Now, let’s take a look at the lowest-ranking model1.pdb using PyMOL.
Yellow represents Leptin, and green represents focus_leptinR.
Now, let’s compare it to the original structure.
The magenta color indicates the original structure.
You can see that they are almost bound in a determined position. The accuracy seems to be very promising!
Here, you can notice that focus_LeptinR is slightly misaligned.

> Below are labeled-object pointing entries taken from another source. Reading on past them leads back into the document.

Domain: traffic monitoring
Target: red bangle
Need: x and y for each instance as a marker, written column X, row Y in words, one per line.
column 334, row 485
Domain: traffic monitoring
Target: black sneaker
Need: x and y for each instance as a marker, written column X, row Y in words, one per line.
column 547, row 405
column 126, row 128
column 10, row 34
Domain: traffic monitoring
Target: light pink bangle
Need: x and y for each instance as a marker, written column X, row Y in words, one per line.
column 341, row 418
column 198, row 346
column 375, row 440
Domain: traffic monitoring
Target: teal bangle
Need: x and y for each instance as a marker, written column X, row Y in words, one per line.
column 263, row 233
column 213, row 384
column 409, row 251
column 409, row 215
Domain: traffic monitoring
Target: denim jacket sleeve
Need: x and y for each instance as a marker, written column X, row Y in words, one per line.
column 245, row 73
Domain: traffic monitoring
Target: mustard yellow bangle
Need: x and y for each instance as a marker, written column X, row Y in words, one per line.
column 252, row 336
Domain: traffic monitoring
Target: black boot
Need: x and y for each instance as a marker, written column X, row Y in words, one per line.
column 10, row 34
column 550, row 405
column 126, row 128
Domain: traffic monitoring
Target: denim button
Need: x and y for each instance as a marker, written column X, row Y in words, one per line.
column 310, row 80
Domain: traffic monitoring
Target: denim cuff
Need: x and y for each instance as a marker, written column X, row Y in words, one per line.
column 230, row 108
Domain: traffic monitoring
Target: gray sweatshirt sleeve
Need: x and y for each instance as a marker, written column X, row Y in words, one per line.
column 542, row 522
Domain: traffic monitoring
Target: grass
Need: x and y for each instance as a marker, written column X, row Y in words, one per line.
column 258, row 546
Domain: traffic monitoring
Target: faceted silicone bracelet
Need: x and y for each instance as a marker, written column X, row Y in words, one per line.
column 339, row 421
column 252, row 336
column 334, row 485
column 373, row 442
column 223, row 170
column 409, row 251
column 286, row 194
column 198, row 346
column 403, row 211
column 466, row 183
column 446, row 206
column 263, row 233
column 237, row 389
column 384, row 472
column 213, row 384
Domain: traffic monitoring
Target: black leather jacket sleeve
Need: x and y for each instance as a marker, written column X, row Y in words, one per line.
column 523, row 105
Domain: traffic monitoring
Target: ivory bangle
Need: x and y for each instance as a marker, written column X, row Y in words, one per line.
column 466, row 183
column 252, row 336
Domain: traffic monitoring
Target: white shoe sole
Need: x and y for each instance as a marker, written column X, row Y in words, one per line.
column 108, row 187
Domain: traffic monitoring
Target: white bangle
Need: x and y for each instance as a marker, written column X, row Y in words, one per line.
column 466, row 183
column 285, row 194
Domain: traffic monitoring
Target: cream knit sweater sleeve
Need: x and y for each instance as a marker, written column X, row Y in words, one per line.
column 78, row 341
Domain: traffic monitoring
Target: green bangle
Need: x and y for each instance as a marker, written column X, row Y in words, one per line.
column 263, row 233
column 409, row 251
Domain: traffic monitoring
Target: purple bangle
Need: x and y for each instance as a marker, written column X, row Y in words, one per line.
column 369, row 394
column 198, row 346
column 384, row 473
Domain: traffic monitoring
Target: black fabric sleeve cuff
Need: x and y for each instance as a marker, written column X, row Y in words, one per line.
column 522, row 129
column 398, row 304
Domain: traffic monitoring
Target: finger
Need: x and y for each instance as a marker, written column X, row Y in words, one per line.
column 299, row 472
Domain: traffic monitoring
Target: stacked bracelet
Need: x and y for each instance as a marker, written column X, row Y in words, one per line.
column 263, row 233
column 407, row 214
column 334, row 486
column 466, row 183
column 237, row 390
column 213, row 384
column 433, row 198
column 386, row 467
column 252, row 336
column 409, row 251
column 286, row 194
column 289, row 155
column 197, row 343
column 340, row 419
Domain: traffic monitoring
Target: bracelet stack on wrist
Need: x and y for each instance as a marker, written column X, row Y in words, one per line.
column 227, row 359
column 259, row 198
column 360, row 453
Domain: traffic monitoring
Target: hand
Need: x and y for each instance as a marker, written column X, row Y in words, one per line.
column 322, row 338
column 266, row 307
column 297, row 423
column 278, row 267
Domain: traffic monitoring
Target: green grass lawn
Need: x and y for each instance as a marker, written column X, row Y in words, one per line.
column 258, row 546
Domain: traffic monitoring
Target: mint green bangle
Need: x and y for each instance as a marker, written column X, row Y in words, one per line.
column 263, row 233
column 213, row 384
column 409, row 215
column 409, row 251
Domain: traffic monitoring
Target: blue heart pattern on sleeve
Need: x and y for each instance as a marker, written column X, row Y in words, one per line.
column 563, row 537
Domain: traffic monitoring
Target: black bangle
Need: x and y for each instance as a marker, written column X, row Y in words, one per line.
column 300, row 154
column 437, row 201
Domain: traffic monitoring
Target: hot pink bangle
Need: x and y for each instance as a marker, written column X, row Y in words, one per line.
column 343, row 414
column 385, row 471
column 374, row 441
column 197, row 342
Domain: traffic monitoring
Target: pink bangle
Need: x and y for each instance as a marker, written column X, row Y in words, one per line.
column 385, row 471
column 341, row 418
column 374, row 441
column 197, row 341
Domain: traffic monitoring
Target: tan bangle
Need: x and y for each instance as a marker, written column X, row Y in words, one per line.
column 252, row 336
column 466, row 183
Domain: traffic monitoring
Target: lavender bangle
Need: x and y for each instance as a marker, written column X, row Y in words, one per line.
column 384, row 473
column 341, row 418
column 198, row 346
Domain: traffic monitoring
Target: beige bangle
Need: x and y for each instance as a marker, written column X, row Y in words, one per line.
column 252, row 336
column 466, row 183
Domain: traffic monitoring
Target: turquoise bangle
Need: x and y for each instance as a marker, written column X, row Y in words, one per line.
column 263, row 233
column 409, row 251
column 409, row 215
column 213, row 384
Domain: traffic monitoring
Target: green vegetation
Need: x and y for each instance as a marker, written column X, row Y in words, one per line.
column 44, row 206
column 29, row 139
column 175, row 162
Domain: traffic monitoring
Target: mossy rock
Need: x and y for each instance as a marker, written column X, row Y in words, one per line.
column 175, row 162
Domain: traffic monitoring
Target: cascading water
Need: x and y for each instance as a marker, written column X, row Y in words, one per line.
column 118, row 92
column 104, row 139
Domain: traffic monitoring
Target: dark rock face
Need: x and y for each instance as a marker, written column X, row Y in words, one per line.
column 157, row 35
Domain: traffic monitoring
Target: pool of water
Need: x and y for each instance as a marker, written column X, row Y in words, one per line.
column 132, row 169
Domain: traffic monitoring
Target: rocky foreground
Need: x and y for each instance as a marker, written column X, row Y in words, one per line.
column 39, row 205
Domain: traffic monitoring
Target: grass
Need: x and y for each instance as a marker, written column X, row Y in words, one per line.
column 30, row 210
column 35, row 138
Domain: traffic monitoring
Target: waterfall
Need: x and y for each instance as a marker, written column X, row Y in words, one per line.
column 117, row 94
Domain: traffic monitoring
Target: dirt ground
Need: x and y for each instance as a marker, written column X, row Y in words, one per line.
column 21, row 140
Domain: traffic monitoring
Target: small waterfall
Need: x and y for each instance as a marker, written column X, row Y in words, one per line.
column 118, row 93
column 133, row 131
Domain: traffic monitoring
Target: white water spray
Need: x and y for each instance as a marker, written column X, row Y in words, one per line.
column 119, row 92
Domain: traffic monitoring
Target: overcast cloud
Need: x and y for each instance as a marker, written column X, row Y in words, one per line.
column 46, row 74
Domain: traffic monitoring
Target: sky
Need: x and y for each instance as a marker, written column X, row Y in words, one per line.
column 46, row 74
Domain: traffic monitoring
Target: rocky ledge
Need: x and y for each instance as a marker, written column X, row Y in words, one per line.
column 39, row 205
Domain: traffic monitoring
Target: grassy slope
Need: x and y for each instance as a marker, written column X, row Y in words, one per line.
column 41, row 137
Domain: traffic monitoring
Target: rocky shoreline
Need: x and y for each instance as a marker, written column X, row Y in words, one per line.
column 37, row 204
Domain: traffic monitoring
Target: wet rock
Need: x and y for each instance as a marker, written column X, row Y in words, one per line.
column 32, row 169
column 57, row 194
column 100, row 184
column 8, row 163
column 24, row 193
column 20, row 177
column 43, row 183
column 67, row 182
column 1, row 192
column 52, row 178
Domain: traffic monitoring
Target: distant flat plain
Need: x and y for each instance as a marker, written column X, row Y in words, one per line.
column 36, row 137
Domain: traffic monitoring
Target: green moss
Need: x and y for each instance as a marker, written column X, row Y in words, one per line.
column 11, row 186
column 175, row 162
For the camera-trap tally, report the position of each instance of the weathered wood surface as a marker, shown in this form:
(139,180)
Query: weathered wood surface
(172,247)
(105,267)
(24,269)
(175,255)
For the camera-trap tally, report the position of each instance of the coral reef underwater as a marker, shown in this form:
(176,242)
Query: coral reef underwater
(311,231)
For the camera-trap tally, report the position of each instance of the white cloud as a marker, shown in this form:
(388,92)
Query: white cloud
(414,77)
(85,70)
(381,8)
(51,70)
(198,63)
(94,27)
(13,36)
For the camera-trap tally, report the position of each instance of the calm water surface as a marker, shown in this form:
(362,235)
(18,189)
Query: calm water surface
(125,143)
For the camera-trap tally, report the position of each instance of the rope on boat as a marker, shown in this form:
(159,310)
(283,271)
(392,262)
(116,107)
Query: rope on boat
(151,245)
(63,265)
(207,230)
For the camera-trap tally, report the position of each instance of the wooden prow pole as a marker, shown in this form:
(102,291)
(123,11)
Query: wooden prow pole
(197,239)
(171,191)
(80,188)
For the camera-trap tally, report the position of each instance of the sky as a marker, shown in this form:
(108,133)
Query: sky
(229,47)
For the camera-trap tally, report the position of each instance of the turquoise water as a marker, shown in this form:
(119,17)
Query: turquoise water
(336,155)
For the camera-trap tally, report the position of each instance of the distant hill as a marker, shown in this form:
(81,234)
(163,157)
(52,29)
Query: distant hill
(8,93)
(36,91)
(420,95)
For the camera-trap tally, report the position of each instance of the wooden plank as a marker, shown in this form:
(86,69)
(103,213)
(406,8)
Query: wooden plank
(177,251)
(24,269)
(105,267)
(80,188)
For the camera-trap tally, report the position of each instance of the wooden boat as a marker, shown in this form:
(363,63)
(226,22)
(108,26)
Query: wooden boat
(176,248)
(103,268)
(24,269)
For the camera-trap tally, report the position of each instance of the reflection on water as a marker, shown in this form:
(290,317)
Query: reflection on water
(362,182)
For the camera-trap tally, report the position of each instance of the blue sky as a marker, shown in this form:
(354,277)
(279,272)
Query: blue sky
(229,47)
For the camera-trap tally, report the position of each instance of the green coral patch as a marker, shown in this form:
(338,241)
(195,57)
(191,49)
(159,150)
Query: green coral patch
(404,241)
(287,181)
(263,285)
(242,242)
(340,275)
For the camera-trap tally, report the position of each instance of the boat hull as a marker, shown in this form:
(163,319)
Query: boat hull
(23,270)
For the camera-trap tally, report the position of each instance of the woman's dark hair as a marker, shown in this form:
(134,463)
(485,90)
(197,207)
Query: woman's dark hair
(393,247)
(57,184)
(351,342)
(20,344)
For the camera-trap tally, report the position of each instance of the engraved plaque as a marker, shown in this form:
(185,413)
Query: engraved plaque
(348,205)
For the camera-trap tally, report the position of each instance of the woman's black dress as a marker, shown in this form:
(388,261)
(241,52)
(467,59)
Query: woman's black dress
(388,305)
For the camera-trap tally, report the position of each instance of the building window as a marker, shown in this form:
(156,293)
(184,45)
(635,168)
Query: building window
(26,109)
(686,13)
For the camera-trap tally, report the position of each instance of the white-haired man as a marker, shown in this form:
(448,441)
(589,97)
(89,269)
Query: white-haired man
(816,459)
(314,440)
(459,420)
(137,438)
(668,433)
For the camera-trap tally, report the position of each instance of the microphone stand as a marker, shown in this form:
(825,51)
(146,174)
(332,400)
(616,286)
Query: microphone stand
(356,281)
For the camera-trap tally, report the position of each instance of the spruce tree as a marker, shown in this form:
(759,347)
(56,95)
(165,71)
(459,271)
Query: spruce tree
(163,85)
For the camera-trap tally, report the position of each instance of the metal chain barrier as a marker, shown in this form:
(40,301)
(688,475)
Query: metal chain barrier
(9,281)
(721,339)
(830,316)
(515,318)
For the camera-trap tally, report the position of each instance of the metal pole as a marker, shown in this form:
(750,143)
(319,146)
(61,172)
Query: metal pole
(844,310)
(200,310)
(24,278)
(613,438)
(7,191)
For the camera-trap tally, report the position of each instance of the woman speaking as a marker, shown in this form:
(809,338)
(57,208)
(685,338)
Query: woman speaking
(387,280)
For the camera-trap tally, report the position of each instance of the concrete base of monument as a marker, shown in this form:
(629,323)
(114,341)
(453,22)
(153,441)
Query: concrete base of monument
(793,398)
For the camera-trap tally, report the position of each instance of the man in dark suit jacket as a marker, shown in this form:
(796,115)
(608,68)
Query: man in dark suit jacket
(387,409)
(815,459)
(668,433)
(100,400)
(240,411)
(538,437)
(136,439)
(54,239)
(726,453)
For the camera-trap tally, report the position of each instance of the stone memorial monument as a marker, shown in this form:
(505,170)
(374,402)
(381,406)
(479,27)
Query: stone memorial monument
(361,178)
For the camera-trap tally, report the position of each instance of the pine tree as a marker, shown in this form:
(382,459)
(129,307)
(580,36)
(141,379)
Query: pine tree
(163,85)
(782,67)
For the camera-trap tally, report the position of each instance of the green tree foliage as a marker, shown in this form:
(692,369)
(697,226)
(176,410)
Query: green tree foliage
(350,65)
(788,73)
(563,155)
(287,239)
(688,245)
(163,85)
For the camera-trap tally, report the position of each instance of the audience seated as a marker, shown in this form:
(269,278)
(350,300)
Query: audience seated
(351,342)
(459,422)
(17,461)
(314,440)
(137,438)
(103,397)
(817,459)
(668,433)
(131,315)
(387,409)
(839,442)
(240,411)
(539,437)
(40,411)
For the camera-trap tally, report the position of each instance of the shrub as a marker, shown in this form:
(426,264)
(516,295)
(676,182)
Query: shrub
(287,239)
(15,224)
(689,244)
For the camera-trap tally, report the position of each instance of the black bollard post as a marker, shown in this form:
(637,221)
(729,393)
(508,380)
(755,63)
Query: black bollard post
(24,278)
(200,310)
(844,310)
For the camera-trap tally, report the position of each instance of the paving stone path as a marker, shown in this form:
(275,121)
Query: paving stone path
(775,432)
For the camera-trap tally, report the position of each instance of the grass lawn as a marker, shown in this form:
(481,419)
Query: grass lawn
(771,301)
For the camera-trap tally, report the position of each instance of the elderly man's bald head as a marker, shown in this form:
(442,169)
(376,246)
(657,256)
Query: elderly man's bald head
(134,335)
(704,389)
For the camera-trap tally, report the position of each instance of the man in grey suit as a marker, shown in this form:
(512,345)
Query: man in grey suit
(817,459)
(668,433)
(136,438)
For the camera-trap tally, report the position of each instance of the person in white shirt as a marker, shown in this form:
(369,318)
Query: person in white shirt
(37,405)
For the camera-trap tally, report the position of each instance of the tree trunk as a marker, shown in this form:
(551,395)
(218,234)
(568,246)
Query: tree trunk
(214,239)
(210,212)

Since we used Upload Protein 1 for leptin.pdb and Upload Protein 2 for focus_leptinR.pdb, Upload Protein 1 remained fixed, and Upload Protein 2 was docked with focus_leptinR.pdb.
Therefore, next, let’s try docking by setting Upload Protein 1 to focus_leptinR.pdb and Upload Protein 2 to leptin.pdb.
The result is as shown here.
Yellow-green represents focus_leptinR.pdb used in this docking, and orange represents leptin.pdb that was docked.
The magenta color indicates the original sequence (PDB: 8DHA).
Since focus_leptinR.pdb is not misaligned. It seems that fixing Upload Protein 1 and docking Upload Protein 2 was the correct approach. Nonetheless, it’s surprising to see that leptin.pdb has been docked with such high accuracy.
In Conclusion
How was the information? Today, we discussed LZerD pairwise docking as part of protein-protein docking methods. This method can be easily tried using a server, so I encourage everyone to give it a try. In previous articles, we covered ClusPro and PatchDock, but the principles here are slightly different, and this method demonstrates high accuracy in the case of the presented proteins.
Furthermore, with the LZerD Web Server:
Multi-LZerD Multi-Chain Docking: A method that takes input from three or more protein structures and combines them all to create complex structures.
AttentiveDist Single-Chain Protein Structure Prediction: A method that takes individual protein sequences as input and predicts their structures anew.
These are also possible. If you’re interested, please give them a try!